Google Photos tags black people as 'gorillas', puts pictures in special folder
Image recognition technology has gone wrong before, labelling black people ‘apes’ and ‘animals’
Google’s image recognition algorithm is labelling photos of black people as gorillas and putting them into a special album.
The automatic recognition software is intended to spot characteristics of photos and sort them together — so that all pictures of cars in a person’s library can be found in one place, for instance. But the tool seems to be identifying black people as animals.
The problem was spotted by Jacky Alcine, who said that pictures taken with a friend were being sorted into the gorilla tag. No other images but those of him and his friend were appearing there, Alcine said.
A Google engineer, Yonatan Zunger, tweeted at Alcine to say that the problem had been fixed, though Alcine reported that images were still showing up on the category.

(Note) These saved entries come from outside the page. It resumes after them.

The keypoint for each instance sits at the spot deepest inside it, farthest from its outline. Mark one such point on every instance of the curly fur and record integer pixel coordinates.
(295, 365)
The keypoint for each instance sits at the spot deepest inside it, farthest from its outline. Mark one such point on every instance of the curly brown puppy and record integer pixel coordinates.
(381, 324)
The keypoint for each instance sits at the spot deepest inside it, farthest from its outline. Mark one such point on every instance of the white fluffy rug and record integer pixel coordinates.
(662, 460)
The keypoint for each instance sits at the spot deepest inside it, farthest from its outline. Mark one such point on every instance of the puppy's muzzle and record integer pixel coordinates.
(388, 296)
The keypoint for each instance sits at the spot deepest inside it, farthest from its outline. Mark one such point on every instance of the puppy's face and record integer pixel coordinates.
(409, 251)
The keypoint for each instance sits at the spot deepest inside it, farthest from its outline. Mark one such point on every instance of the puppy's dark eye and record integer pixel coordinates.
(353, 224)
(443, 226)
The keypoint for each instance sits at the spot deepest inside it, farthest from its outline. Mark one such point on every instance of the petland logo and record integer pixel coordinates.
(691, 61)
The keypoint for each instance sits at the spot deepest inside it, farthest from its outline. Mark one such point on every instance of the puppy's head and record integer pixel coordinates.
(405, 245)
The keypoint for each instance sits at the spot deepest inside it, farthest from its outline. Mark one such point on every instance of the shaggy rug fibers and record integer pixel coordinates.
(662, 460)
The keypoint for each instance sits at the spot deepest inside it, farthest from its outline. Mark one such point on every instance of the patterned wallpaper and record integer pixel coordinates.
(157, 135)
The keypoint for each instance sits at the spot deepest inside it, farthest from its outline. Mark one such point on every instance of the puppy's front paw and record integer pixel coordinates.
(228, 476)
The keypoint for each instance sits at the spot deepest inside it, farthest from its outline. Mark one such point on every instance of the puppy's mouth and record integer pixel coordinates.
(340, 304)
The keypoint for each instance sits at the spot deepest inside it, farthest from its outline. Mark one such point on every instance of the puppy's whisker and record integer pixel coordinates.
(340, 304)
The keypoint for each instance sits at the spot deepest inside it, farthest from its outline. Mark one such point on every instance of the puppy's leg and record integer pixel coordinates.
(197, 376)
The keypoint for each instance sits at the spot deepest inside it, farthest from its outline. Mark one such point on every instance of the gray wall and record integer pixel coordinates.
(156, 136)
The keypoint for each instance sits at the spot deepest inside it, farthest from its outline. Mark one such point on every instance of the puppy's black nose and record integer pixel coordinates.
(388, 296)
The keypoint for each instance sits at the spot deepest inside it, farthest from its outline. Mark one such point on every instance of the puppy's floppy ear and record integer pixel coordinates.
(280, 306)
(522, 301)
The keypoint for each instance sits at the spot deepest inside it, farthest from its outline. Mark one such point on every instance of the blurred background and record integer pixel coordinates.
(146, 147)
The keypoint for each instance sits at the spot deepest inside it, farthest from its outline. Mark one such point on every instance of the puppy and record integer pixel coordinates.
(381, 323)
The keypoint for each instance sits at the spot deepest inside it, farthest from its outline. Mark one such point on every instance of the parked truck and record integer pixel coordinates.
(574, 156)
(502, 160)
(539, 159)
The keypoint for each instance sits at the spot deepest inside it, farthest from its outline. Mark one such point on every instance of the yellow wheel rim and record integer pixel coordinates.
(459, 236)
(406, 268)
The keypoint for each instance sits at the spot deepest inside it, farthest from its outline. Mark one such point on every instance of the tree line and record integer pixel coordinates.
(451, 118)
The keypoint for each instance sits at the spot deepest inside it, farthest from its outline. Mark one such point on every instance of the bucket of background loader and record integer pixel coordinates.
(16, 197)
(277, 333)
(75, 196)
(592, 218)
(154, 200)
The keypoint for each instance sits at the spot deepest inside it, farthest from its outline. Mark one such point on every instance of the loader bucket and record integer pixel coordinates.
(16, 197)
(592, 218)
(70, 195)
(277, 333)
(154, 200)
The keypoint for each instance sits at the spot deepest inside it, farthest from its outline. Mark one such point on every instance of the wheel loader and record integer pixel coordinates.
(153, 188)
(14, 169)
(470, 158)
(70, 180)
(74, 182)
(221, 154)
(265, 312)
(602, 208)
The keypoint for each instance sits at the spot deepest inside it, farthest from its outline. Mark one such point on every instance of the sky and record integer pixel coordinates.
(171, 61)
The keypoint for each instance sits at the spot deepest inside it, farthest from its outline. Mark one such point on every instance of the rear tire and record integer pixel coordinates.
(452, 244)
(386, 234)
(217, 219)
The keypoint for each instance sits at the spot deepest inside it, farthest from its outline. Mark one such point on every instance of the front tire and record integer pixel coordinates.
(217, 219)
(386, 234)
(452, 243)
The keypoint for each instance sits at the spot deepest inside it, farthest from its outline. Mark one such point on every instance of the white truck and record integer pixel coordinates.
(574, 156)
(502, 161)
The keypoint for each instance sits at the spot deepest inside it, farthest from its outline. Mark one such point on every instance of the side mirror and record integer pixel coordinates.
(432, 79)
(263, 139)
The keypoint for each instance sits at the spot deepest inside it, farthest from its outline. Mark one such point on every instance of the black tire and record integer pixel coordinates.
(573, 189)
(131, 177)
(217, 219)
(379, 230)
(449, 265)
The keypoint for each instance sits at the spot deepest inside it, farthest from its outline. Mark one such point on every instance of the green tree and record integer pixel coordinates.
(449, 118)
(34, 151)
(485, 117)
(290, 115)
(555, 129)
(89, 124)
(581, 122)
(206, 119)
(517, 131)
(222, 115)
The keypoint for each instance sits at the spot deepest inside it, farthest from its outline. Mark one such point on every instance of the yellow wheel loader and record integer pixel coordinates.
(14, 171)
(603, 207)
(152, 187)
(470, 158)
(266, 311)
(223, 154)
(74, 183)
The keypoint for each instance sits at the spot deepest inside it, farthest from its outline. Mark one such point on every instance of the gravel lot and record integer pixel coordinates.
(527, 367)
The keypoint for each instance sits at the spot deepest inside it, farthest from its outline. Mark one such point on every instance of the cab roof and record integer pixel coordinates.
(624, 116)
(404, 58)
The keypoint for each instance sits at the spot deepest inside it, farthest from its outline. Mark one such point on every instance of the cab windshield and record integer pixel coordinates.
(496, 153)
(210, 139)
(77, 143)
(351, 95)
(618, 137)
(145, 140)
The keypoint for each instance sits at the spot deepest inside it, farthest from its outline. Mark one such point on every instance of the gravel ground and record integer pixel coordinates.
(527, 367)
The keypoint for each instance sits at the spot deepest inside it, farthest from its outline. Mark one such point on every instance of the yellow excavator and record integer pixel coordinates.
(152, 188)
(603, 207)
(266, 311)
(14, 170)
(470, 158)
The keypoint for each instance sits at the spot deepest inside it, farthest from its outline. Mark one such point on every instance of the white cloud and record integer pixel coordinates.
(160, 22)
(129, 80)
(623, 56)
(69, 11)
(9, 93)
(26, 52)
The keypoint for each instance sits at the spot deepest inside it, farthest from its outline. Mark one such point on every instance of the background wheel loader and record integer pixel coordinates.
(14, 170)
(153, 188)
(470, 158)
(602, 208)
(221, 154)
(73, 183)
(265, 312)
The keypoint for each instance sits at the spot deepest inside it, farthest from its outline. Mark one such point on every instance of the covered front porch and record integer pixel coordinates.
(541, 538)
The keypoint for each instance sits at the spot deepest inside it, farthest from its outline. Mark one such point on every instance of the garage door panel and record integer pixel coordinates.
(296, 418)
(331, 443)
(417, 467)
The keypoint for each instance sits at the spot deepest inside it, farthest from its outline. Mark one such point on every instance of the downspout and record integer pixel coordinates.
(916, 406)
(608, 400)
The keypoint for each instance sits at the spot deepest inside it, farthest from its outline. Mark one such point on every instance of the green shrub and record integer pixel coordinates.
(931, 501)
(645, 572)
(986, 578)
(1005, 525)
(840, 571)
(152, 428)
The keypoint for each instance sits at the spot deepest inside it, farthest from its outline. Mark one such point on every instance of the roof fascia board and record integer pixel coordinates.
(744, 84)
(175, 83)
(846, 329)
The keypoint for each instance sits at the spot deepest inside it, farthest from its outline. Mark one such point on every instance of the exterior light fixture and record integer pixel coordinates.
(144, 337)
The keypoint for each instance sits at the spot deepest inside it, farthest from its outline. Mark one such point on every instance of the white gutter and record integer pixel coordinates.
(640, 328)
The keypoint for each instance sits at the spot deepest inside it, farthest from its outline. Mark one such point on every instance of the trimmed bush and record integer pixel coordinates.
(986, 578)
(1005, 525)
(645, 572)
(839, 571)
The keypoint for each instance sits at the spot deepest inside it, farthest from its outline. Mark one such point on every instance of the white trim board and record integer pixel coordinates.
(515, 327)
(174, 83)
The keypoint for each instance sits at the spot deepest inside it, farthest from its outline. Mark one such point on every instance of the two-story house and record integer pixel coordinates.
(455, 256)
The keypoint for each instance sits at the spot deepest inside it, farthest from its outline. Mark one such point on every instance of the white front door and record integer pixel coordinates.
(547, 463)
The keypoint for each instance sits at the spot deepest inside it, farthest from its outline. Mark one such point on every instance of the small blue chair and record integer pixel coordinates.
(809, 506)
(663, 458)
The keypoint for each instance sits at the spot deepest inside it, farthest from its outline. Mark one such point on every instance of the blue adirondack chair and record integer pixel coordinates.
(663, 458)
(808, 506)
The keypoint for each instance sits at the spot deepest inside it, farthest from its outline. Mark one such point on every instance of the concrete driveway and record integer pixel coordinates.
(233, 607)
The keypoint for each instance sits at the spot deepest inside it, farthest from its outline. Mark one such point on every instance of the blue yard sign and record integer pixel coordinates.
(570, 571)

Zunger’s tweets seemed to suggest that the tool had stopped identifying images with the gorilla tag at all, to stop the problem affecting anyone else. He said that engineers would be improving the code over the long-term, too.
“We’re appalled and genuinely sorry that this happened,” Google said in a statement. “We are taking immediate action to prevent this type of result from appearing.
“There is still clearly a lot of work to do with automatic image labeling, and we’re looking at how we can prevent these types of mistakes from happening in the future.”
The problem is almost identical to one that hit photo site Flickr earlier this year, when it introduced very similar functionality. That accidentally tagged black people as an “ape” and an “animal”, along with other offensive tags like calling the gates of Dachau a “jungle gym”.